Secondo uno Studio del PIK che per la prima volta fornisce le proiezioni complete dello spreco di cibo dei Paesi di tutto il mondo, calcola che le emissioni correlate potrebbero raggiungere al 2050 i 2,5 miliardi di tonnellate di CO2 equivalenti, rispetto agli attuali 500 milioni.
È quanto prevede un nuovo studio condotto dal Potsdam Institute for Climate Research (PIK) che per la prima volta fornisce le proiezioni complete dello spreco di cibo dei Paesi di tutto il mondo, calcola che le emissioni correlate potrebbero arrivare al 2050 a 2,5 miliardi di tonnellate di CO2 equivalenti.Secondo lo Studio “Food Surplus and Its Climate Burdens”, pubblicato on line il 7 aprile 2016 su Environmental Science&Technology, attualmente un terzo del cibo che produciamo non finisce nei nostri piatti e tale cifra è destinata ad aumentare in maniera notevole, qualora Paesi emergenti come Cina e India dovessero adottare stili di vita alimentare degli occidentali.
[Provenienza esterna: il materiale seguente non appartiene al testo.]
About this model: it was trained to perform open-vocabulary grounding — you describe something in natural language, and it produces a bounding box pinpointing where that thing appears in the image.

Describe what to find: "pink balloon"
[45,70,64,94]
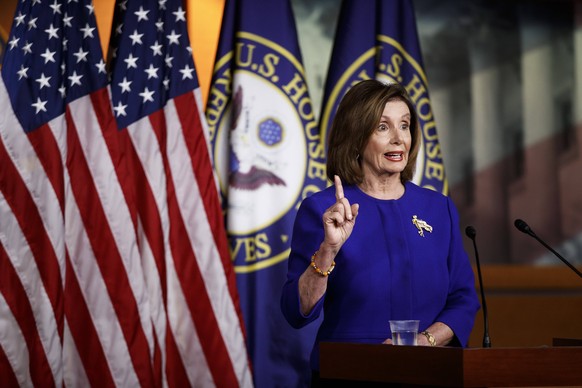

Pertanto, ridurre i rifiuti alimentari offrirebbe la possibilità di garantire la sicurezza alimentare e al contempo contribuirebbe a mitigare la pericolosità dei cambiamenti climatici.“Ridurre i rifiuti alimentari può contribuire alla lotta contro la fame – ha affermato il principale autore dello Studio, Ceren Hic – ma, in un certo qual modo, anche a evitare gli impatti climatici come diffuse condizioni meteorologiche estreme e innalzamento del livello del mare”.Anche se la disponibilità di cibo a livello di media globale è stata superiore in teoria alla domanda, alcuni Paesi in via di sviluppo sono ancora alle prese con la lotta contro denutrizione o, addirittura, fame.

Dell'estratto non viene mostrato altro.